Urteil vom 9. Juni 2015  
 
I. öffentlich-rechtliche Abteilung  
 
Besetzung 
Bundesrichter Fonjallaz, Präsident, 
Bundesrichter Merkli, Kneubühler, 
Gerichtsschreiber Stohner. 
 
Verfahrensbeteiligte 
A.________, 
Beschwerdeführer, 
vertreten durch Rechtsanwalt Dr. Guido Hensch, 
 
gegen  
 
Staatsanwaltschaft Baden, 
Täfernhof, Mellingerstrasse 207, 5405 Dättwil. 
 
Gegenstand 
Strafverfahren; amtliche Verteidigung, 
 
Beschwerde gegen den Entscheid vom 9. April 2015 des Obergerichts des Kantons Aargau, Beschwerdekammer in Strafsachen. 
 
 
Sachverhalt:  
 
A.   
Die Staatsanwaltschaft Baden führte gegen A.________ eine Strafuntersuchung wegen Widerhandlung gegen das Bundesgesetz vom 16. Dezember 2005 über Ausländerinnen und Ausländer (Ausländergesetz, AuG; SR 142.20). Mit Strafbefehl vom 19. Februar 2015 verurteilte sie ihn wegen rechtswidrigen Aufenthalts gemäss Art. 115 Abs. 1 lit. b AuG zu einer unbedingten Freiheitsstrafe von 150 Tagen. 

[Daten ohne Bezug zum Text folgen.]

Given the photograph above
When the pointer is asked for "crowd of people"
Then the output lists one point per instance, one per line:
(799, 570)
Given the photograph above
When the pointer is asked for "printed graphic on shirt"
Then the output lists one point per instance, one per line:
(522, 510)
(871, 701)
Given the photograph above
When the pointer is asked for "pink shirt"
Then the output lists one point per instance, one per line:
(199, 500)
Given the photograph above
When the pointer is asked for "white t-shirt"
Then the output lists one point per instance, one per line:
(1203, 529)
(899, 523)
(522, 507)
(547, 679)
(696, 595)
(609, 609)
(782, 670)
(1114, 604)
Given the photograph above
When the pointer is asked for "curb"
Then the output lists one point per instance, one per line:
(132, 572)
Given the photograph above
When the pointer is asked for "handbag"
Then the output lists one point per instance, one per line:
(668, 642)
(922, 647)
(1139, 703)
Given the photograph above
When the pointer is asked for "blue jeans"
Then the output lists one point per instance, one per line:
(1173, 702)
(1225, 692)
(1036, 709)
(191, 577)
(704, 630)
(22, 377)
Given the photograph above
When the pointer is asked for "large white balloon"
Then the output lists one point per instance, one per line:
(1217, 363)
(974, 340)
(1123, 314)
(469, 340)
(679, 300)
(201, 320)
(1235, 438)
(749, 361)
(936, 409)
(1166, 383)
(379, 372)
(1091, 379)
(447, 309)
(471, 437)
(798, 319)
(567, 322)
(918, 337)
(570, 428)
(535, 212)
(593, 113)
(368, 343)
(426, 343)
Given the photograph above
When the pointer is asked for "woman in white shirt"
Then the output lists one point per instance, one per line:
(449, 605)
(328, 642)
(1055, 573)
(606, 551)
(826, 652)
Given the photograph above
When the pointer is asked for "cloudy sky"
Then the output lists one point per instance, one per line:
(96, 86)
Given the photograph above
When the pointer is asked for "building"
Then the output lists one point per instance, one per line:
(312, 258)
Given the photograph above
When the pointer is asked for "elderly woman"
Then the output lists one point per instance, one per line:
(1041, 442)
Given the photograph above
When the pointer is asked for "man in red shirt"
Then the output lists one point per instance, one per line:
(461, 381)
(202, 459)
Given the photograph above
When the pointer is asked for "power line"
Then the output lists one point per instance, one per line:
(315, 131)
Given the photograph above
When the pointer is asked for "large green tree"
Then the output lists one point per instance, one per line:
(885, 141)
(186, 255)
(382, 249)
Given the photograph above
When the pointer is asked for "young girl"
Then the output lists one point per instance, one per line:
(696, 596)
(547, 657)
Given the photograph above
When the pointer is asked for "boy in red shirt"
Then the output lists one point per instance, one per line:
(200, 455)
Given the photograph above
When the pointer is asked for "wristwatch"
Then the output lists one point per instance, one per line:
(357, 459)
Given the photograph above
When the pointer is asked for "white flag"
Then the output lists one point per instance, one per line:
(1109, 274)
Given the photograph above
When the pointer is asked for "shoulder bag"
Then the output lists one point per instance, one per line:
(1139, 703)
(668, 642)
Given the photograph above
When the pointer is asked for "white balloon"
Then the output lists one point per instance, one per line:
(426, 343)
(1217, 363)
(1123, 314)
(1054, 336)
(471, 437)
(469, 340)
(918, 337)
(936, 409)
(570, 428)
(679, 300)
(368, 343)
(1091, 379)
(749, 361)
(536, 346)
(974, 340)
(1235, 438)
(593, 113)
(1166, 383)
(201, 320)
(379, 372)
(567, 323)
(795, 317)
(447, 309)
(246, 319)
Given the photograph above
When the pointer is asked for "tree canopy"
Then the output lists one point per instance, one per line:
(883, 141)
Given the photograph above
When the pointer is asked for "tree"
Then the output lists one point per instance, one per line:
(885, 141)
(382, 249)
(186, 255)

A.________ erhob am 27. Februar 2015 Einsprache gegen den Strafbefehl und ersuchte gleichzeitig um Gewährung der amtlichen Verteidigung. Mit Verfügung vom 4. März 2015 wies die Staatsanwaltschaft das Gesuch um Gewährung der amtlichen Verteidigung ab. Diese Verfügung focht A.________ mit Beschwerde vom 16. März 2015 bei der Beschwerdekammer in Strafsachen des Obergerichts des Kantons Aargau an. Mit Entscheid vom 9. April 2015 wies das Obergericht die Beschwerde ab. 
 
B.   
Mit Eingabe vom 18. Mai 2015 führt A.________ Beschwerde in Strafsachen an das Bundesgericht. Er beantragt, der angefochtene Entscheid sei aufzuheben und ihm sei für das Strafverfahren ein amtlicher Verteidiger zu bestellen. 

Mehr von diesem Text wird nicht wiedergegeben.